Jim zuckte die Schultern. „Ist kompliziert."

„Das ganze Leben ist kompliziert."

„Ja. Mag sein.", er starrte in den Dreck zu seinen Füßen. Auf die teuren Schuhe, die ihm doch nie gefallen hatten. Im Gegenteil, er verabscheute sie. Weil Geld eben nicht glücklich machte. Fragend sah er Charlie an: „Und Sie? Was machen Sie hier im Park?"

„Och, ich hänge nur meinen Gedanken nach... Wissen Sie es kommt im Leben immer darauf an, ob man wagt. Ich meine, ich habe zur Zeit Putzjobs und ganz ehrlich, es ist die Hölle. Nicht das, was ich mir vom Leben erwarte, wovon ich als Kind geträumt habe.

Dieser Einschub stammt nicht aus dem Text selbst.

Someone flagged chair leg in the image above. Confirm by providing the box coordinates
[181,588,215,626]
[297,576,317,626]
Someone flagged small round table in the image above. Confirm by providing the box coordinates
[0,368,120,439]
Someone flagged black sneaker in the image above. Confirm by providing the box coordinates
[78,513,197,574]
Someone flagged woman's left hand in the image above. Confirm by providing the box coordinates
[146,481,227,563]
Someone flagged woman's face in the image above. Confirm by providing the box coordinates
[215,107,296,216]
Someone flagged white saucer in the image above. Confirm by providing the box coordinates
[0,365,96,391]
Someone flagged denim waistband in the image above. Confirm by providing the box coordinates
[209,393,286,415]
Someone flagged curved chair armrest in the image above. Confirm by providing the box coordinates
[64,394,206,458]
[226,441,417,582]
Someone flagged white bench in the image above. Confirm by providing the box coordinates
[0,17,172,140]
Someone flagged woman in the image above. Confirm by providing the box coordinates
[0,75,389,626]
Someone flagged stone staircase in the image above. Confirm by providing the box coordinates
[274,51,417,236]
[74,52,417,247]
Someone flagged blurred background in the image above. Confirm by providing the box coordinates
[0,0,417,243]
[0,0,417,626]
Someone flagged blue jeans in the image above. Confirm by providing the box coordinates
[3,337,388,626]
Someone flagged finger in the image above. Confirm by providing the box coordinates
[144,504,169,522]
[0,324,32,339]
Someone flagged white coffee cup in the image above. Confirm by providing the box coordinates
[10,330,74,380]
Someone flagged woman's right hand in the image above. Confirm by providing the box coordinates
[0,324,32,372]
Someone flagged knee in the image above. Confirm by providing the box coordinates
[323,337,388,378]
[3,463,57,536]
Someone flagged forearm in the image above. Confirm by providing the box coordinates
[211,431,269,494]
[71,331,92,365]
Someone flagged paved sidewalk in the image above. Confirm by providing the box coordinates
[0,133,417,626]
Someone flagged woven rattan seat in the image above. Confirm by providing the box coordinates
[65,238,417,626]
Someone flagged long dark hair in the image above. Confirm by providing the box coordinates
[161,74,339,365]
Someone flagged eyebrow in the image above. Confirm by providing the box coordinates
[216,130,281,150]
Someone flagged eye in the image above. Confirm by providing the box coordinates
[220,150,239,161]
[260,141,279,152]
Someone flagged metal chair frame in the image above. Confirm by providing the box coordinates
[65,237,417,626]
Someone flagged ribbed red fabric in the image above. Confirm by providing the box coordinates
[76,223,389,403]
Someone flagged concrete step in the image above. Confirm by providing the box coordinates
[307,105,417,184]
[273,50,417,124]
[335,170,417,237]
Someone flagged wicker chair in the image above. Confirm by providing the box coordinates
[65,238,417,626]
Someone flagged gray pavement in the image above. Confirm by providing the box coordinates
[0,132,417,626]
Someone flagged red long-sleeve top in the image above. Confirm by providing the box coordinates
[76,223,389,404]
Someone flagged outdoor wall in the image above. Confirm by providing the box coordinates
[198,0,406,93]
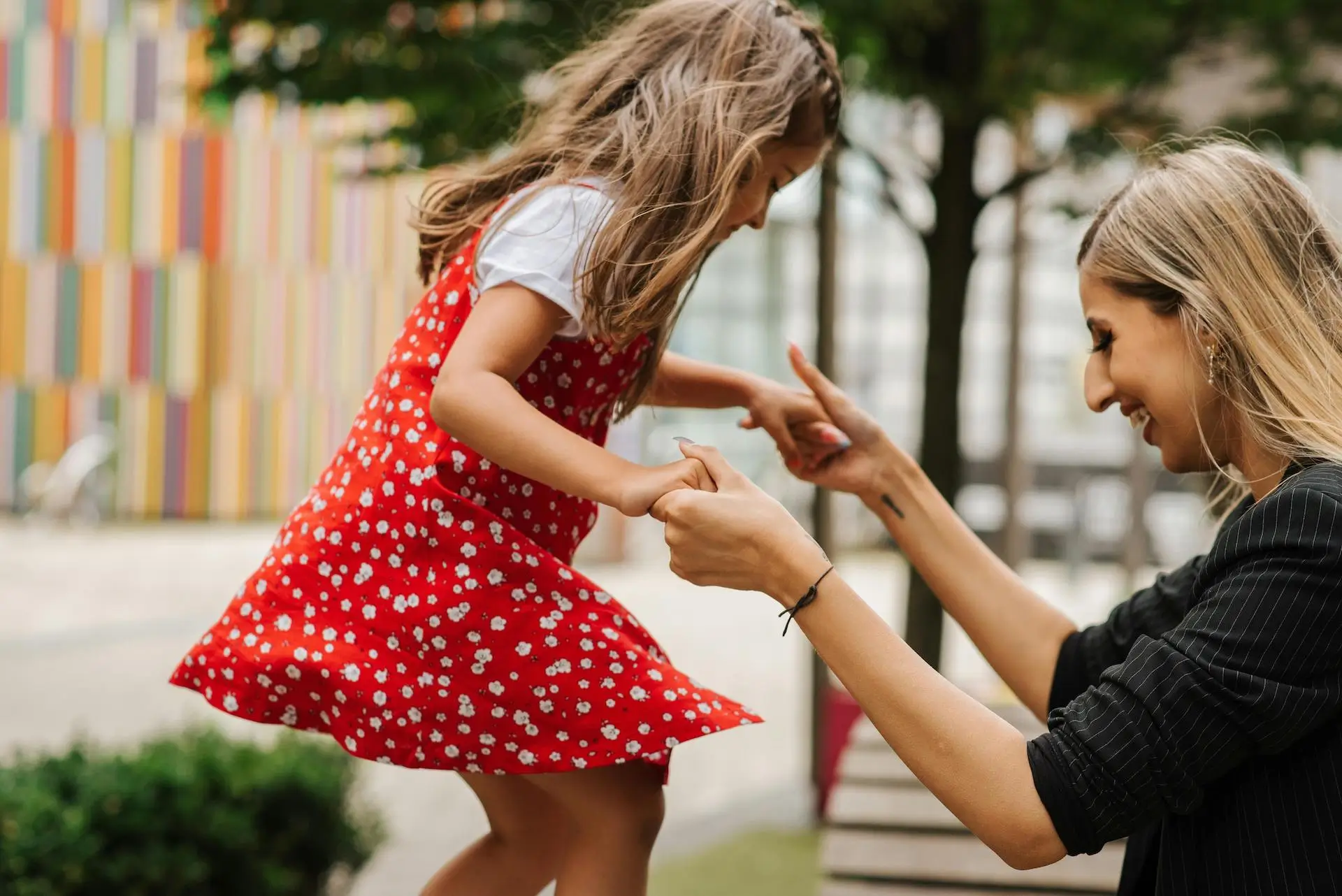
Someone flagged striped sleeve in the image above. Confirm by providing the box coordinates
[1030,487,1342,855]
[1048,556,1204,709]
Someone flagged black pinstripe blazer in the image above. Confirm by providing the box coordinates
[1030,463,1342,896]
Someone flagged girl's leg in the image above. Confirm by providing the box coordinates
[531,762,665,896]
[420,774,573,896]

Und nun kann ich mich entscheiden. Entweder ich wage etwas, etwas das mir wirklich wichtig ist und das ich auf keinen Fall verpatzen will oder ich bleibe da wo ich jetzt bin. Wenn ich etwas wage, dann bewege ich mich in unbekanntes Gebiet und die Chance verletzt zu werden ist so viel höher...", abrupt sah sie ihn an. „Sie. Was würden Sie an meiner Stelle tun?"

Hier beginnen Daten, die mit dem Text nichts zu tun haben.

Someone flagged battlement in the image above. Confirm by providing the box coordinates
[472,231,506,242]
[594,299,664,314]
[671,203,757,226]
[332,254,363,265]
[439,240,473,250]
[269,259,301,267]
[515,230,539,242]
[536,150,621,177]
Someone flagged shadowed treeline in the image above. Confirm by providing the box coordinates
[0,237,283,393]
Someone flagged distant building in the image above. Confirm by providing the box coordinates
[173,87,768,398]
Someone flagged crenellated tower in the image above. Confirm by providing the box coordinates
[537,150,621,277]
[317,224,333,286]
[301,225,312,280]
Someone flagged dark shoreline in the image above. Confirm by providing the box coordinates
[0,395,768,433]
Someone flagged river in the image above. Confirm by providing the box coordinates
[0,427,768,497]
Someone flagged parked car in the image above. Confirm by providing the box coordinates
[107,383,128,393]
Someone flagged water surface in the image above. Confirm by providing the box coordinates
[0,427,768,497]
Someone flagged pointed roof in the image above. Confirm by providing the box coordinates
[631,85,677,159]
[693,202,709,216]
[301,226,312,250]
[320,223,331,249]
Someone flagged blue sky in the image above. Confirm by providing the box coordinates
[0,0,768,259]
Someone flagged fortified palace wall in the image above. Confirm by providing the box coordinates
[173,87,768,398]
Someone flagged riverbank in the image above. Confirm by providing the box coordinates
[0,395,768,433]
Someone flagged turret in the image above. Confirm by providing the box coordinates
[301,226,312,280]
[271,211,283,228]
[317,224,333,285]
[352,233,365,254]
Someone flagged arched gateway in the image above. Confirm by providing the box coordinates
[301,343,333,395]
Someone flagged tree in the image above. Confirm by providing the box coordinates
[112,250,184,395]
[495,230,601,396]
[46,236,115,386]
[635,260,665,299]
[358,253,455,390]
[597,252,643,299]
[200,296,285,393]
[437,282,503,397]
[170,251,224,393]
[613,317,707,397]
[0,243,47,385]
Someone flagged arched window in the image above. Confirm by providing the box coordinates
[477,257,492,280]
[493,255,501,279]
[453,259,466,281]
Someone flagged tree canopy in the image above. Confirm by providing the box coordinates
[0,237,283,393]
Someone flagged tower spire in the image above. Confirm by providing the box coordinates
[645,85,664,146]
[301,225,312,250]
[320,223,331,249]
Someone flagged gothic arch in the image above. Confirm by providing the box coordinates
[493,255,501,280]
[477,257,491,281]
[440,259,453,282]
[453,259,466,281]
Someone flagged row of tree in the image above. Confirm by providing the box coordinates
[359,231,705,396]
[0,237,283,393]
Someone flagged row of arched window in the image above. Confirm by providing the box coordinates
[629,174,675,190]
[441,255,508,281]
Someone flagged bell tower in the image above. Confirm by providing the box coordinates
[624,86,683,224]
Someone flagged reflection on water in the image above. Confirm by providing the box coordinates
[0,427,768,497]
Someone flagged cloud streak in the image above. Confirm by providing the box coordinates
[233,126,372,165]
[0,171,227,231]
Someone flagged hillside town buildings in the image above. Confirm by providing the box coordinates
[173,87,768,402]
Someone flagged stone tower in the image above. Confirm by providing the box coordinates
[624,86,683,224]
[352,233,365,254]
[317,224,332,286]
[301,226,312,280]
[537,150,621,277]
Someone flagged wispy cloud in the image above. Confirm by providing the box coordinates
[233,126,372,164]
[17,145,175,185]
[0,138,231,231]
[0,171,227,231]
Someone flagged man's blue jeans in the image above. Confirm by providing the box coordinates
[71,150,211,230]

Jim seufzte. „Ich würde da bleiben wo ich mich schon auskenne, mich aber mein ganzes Leben ärgern weil ich diese Entscheidung gefällt habe. Also rate ich ihnen: Folgen Sie ihrem Herzen. Und wenn Sie dafür etwas neues anfangen müssen, dann tun Sie das!"

Nachdenklich sah sie ihn an. Dann sprang sie auf. „Kommen sie mit. Es wird dunkel und ich will ihnen etwas zeigen!"

Jim ließ sich von ihr mitziehen. In unbekanntes Gebiet.